McGill Journal of Education,  Spring 2002  by Paticia J Vickers

<< Page 1  Continued from page 7.  Previous | Next

4. Freedom from the colonial mind: Freedom from oppression

Freedom from the colonial mind is simultaneously freedom from oppression, for the acts of colonization in Canada were oppressive acts. They can also be defined as violent acts, according to Pilisuk and Tennant (1997), Femi and Rothberg (1997), and Sivaraksa, Bhikkhu and Rothberg (1997). These authors connect violence to what Buddhists name the three poisons: greed, hatred, and delusion. As discussed previously, the will to gain coercive power is oftentimes a desire for control, which in the colonial mind is historically based upon the delusion of superiority which justifies greed and gaining control over First Nations peoples and their hereditary land base. According to Paulo Freire (1995), the act of oppression is similar to projection where: the oppressed are regarded as the pathology of the healthy society, which must therefore adjust these `incompetent and lazy' folk to its own patterns by changing their mentality. These marginals need to be 'integrated,' 'incorporated,' into the healthy society that they have `forsaken.' (p. 55)

In psychotherapy, projection is defined as a defense mechanism protecting the oppressed from their powerlessness to change others. From a Buddhist perspective, projection protects the delusion of superiority and control.
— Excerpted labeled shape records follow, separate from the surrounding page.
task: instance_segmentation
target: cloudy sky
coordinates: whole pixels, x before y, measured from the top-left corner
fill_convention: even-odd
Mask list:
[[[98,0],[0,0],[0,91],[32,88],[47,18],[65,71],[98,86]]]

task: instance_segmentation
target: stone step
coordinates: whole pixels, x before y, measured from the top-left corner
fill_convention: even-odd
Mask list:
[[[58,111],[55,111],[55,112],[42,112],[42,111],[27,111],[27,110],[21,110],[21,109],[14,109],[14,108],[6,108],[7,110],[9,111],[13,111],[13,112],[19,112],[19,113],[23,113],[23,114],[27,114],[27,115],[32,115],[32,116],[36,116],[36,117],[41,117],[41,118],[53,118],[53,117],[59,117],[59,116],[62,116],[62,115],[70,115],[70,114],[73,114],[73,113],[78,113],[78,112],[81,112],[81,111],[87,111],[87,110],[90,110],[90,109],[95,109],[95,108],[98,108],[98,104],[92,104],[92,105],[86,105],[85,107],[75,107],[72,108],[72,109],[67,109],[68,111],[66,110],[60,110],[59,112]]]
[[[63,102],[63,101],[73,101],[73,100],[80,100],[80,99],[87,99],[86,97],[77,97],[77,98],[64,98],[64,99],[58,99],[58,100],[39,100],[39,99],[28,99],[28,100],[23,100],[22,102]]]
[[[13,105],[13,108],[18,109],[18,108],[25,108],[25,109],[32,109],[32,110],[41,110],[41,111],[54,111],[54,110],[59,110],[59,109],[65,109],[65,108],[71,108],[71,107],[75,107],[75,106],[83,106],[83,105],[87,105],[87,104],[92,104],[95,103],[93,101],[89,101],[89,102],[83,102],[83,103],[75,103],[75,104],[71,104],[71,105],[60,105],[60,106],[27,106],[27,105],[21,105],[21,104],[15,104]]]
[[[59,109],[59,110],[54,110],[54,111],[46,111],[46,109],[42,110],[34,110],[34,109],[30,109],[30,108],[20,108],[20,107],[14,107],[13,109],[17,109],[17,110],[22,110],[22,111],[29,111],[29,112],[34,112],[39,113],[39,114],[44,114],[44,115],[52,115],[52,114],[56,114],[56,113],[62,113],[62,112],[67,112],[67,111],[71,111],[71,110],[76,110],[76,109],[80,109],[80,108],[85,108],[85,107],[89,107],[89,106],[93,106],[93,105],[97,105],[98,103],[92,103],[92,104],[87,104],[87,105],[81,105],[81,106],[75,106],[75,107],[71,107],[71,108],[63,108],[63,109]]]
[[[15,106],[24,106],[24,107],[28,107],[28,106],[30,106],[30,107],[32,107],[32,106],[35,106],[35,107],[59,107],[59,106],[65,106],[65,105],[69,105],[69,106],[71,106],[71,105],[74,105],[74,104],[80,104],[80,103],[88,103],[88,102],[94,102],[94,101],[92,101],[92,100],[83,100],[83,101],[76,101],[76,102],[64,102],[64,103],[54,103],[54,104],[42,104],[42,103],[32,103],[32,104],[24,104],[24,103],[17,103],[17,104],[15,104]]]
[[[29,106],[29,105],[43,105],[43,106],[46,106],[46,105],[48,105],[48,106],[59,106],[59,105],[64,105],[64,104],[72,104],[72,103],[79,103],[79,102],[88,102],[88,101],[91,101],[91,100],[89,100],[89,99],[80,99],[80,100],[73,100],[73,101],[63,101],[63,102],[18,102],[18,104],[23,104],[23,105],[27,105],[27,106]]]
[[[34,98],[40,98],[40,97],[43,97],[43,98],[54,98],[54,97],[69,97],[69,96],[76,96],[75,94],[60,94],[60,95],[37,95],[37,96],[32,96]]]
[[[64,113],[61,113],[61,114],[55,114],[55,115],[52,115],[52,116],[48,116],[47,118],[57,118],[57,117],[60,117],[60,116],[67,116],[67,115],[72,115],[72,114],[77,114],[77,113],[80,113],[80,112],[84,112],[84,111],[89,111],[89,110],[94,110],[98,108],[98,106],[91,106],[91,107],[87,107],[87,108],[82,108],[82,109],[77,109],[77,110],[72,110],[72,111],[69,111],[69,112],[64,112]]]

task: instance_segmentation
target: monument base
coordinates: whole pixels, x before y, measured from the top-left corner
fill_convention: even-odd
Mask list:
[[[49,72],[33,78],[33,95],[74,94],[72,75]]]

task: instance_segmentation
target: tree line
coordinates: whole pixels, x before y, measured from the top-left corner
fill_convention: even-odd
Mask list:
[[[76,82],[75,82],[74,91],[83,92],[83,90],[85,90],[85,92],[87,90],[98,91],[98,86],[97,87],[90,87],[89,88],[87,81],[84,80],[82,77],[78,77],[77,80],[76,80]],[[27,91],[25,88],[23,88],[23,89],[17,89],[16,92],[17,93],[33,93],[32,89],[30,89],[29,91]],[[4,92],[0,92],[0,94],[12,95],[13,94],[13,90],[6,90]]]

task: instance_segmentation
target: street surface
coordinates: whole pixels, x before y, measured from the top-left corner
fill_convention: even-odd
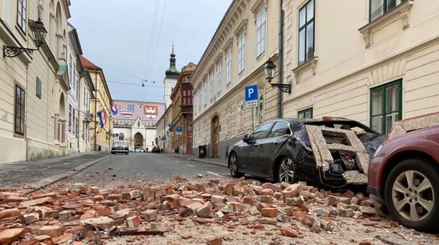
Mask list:
[[[181,177],[189,181],[233,179],[226,167],[182,159],[169,154],[130,153],[116,154],[81,171],[65,181],[107,185],[166,183]]]
[[[4,185],[0,190],[3,207],[9,210],[2,213],[0,206],[0,217],[5,217],[0,218],[0,226],[28,227],[30,232],[20,240],[32,245],[40,244],[32,243],[32,239],[41,234],[50,234],[50,242],[57,244],[81,241],[75,245],[439,242],[439,236],[391,220],[361,192],[333,192],[305,182],[271,183],[247,176],[237,179],[230,176],[225,167],[218,165],[224,164],[223,161],[198,162],[215,160],[209,158],[190,160],[181,158],[185,155],[144,153],[94,154],[99,156],[85,153],[39,161],[36,166],[44,166],[41,172],[32,172],[32,165],[25,162],[0,168],[1,183],[7,180],[13,186],[8,189]],[[85,158],[98,157],[102,160],[84,163]],[[26,171],[19,174],[18,169]],[[50,173],[55,176],[47,177]],[[29,189],[18,183],[38,186],[42,182],[33,181],[39,176],[62,179],[30,195],[20,193]],[[14,210],[19,213],[12,213]],[[22,214],[20,210],[26,211]],[[87,224],[93,230],[81,232]],[[42,227],[46,231],[41,231]],[[101,231],[96,232],[97,227]],[[115,227],[131,233],[111,237],[110,231]],[[136,234],[148,231],[164,233]],[[14,237],[8,239],[19,239]]]

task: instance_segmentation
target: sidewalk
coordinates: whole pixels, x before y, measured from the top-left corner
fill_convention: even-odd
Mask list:
[[[184,154],[172,154],[173,156],[182,158],[187,159],[191,161],[195,162],[201,162],[205,163],[209,163],[211,164],[223,166],[227,167],[228,161],[227,159],[221,159],[221,158],[198,158],[197,156],[193,155],[184,155]]]
[[[108,151],[90,151],[59,158],[1,164],[0,190],[14,189],[25,194],[32,193],[110,157],[111,154]]]

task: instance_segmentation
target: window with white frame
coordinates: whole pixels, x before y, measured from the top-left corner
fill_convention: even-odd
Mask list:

The understanding of academic society in relation to First Nations was outlined by Dilthey (1976) as elementary in that the colonial mind is an egocentric mind that needs to extend outward, beyond the known to the unknown, toward the uncertainty of relationship with another world view.

In academic society, acquisition of knowledge is for personal gain, for initiation into academic society, and for perpetuating rather than transforming self-defeating behaviours in the superior/inferior relationships. Once a student has demonstrated conformity to the written, verbal, and nonverbal communication standards of the academy, he or she is initiated into the society, and having completed the highest degree, is then qualified to become a professor, one who then professes the values and beliefs of the system and of their particular area of study.

Freedom from the oppressive behaviours within the systemic framework of the academy, however, requires individual professors and students to acknowledge cultural and social differences and their personal response to those differences. Ultimately, it is in differences in world view and in the controversy regarding those differences that one is able to seize the opportunity to clarify personal and cultural perspectives, and ideally, to broaden personal knowledge by viewing the world from another cultural perspective.

The outlined defensive mechanisms, such as projection, denial, delusion, and the will to coerce and control would indicate in the psychotherapeutic model that the journey to change is not a simple, easy journey; where there are strong, generational defenses, there is great vulnerability in the admission of a generational delusion. If an individual has been raised and conditioned in the delusion of superiority and has faithfully upheld the generational delusion, to come out of the delusion is an act of loss, as well as betrayal of the generations before. Initially, people conditioned in the delusion of superiority may believe, upon enlightenment, that they have wasted their years living a lie; therefore, the cost of emerging from the delusion may be too high for some and they may choose to hear but not change. Others may examine the cost of turning upon oppression and although the cost is high, the desire for freedom is stronger. Others may choose to remain in the delusion that oppression creates because they are not willing to risk a new definition of power and authority. The outcome of transformation from oppression to freedom is ultimately the decision of the individual.